With Thanksgiving for this year behind us, we know that the holiday season will come barreling down on us, even though It has been gearing up since before Halloween. To overcome the likelihood of being overwhelmed by the full force of all the marketing pitches that will be put before us in the coming weeks, let’s take some time here to think about that which is perhaps most precious to us – good health.
There are several ways to help think about it. And “think” is the key word here—especially since new research indicates that how we think can and does significantly affect our overall health outcomes.
To take time is much more easily said than done. It’s true enough. Still, in this accelerated season in an ever-accelerating world, it’s very helpful to take even a few minutes every day to be quiet. Go into your proverbial “prayer closet” – somewhere that you can shut out the noise and activity of everyday life – and be still. Because this is hard for me to do – sit still without having to jump up to take care of this or that – I sometimes lie on a pillow very close to a wall or door, and “hang” my feet up on the wall for 10 minutes or so. This activity of having your hips above your head brings enormous physical benefits, even as it calms and nourishes your mind and spirit.
Gratitude and Joy
Once you are quiet, you can begin to feel grateful for all that’s good in your life. Not all the things to be grateful for will come to you in one sitting, for sure, but it’s a start, and it’s a great time for recognizing the obvious: I am alive. This thought alone will likely generate some spiritual vigor, which may lead right into a child-like sense of joy – which rests in the heart of all of us. Enjoy the moment.

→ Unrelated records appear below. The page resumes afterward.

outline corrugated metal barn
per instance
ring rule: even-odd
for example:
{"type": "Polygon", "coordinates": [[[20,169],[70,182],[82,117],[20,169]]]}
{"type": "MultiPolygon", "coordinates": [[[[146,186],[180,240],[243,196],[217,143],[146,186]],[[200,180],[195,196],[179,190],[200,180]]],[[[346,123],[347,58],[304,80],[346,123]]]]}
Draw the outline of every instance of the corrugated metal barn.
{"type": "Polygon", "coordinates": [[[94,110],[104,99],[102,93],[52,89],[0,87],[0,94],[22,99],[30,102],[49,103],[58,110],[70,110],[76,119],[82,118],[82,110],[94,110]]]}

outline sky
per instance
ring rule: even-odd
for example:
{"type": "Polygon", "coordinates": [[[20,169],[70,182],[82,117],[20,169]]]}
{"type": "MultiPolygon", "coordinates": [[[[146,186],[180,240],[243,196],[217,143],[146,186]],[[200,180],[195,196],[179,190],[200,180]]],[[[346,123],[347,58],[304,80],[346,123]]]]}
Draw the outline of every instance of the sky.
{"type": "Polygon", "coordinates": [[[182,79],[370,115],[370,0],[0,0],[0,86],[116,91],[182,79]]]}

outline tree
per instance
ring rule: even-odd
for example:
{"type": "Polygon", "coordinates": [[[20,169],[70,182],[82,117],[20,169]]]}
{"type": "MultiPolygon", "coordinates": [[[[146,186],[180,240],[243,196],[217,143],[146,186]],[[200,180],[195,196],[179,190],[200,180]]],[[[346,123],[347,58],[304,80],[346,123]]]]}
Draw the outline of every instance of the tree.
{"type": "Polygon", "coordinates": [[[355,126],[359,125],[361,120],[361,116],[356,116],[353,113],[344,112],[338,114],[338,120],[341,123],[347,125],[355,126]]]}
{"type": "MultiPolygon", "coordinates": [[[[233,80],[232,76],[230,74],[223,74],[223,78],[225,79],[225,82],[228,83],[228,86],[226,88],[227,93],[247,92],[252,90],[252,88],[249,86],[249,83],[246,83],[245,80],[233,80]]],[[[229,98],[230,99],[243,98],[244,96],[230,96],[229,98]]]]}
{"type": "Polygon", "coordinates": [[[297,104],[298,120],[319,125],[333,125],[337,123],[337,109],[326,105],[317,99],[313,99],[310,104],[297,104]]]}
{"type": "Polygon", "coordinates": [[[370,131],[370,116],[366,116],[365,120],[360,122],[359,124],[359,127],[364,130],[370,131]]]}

One of the benefits of being still, especially if you’re on your back and not inclined to jump up too quickly, is a profound sense of peace. Even if, at first, you only experience it for a fleeting moment, it can make a big difference in your approach to the rest of your day, and how you think about yourself and others. That feeling of inner peace, is known to remove stress and fears, and many other factors that can lead to physical, emotional, or spiritual illness.
So taking a few minutes a day for stillness, leads us through gratitude and joy to bring us to the peace of who we are, and the quality of our connections to ourselves, to other people, and, ultimately, to some kind of power outside of ourselves that many of us call God.
Enjoy some really fine health as you make your way through the holiday season.